Olivia was so dazzled by how the smile took him from handsome to devastating, she stumbled on the uneven cobblestones, almost falling. His large hand locked on hers, his strength righting her. But as she regained her footing, he didn’t remove his hand. Instead, he interlaced their fingers, and the sense of rightness had her heart pounding.

When they reached the pub, Declan pulled the door open ushering her in front of him without relinquishing her hand.

Two people sat in a booth near the front, absorbed in a guidebook.

“Last time I leave a lazy Riordan to close up,” a man yelled from behind the bar where he was stacking glasses. “You left the garbage bags by the door, you fecking eejit!”

The bartender’s gaze shifted curiously to Olivia before dropping to where their hands were still connected.

“Rose thinks she left her purse here last night. Any chance it got turned in?” Declan lifted a black leather jacket off the hook by the door.

“If you’d bothered to clean up, you’d have found it and remembered your coat. But now I understand the rush to leave.”

“Colum,” Declan’s tone warned. “Ignore my cousin. Working in a pub, he tends to forget his manners.”

Some sort of unspoken communication passed between the men, and Colum broke into a smile.

“Ah, don’t mind me. Is this yours?” He dipped behind the bar and emerged with her cross-body bag.

“Thank god!”

He tossed it across the bar to Declan, who caught it with one hand before handing it to her.

“I found it in the hall outside the ladies.”

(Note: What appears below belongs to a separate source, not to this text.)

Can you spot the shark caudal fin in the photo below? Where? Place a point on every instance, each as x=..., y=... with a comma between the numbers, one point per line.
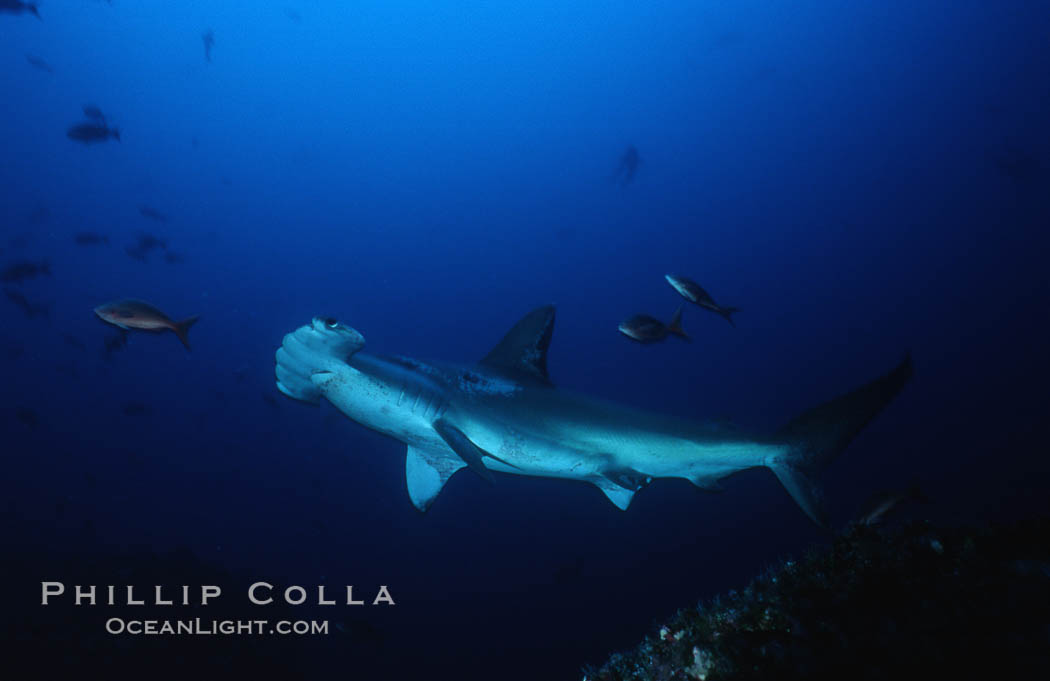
x=675, y=325
x=321, y=345
x=816, y=437
x=182, y=330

Olivia could feel her face heat. “Thanks.”

Declan’s hand was already pulling her to the door when his cousin called out again in a more serious tone, “Seamus has already been round this morning looking for you. Said you weren’t answering your phone.”

Declan’s fingers tightened on hers for a fraction of a second. It was a small movement, but her attention was suddenly on the tension in his shoulders and the muscle ticking in his jaw.

“It’s handled.”

“Yeah, lad, but…”

“It’s handled.” Declan’s voice was hard, and a shiver ran down Olivia’s spine.

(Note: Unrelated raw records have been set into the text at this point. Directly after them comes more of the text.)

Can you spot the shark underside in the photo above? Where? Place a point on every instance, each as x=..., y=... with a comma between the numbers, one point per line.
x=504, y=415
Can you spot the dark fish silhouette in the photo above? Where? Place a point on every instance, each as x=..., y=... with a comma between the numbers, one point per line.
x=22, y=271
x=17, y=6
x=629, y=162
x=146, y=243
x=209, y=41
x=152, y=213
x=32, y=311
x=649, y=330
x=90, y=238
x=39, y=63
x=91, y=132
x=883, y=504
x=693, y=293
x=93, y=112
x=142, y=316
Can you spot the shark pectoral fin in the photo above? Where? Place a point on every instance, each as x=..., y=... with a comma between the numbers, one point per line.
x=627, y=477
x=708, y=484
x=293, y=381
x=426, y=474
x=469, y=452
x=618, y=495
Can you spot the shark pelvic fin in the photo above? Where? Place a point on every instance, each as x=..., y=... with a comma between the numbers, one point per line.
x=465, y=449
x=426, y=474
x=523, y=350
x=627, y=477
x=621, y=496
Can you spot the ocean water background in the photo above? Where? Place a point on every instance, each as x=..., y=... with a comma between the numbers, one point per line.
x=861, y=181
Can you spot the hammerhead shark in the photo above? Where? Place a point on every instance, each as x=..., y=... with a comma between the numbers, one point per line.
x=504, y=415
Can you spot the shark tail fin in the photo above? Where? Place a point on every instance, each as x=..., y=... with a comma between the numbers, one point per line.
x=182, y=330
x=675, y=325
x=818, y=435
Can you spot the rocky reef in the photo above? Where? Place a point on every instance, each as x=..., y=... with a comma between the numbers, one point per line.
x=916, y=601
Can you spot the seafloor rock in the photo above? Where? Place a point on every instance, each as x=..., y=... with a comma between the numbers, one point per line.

Colum raised both hands in surrender. “It’s your brother. A runner picked up your message for Uncle Iain… He’s looking for you too.”

Declan didn’t acknowledge the words, tugging her through the front door.

“If there is something you need to deal with…” Olivia trailed off.

Declan came to a stop and turned her to face him. “There is nothing I would rather do right now than introduce you to the best fry-up in Dublin.”

She studied his face intently, noticing how his broad chest rose and fell rapidly, as if he were trying to suppress some deep emotion. Olivia couldn’t explain it, but she sensed that Declan was just as eager to explore what was happening between them. The real world could wait a little longer.

“Is it far? Because I’m starving.”

Gratitude flashed across his face. “Not too far.”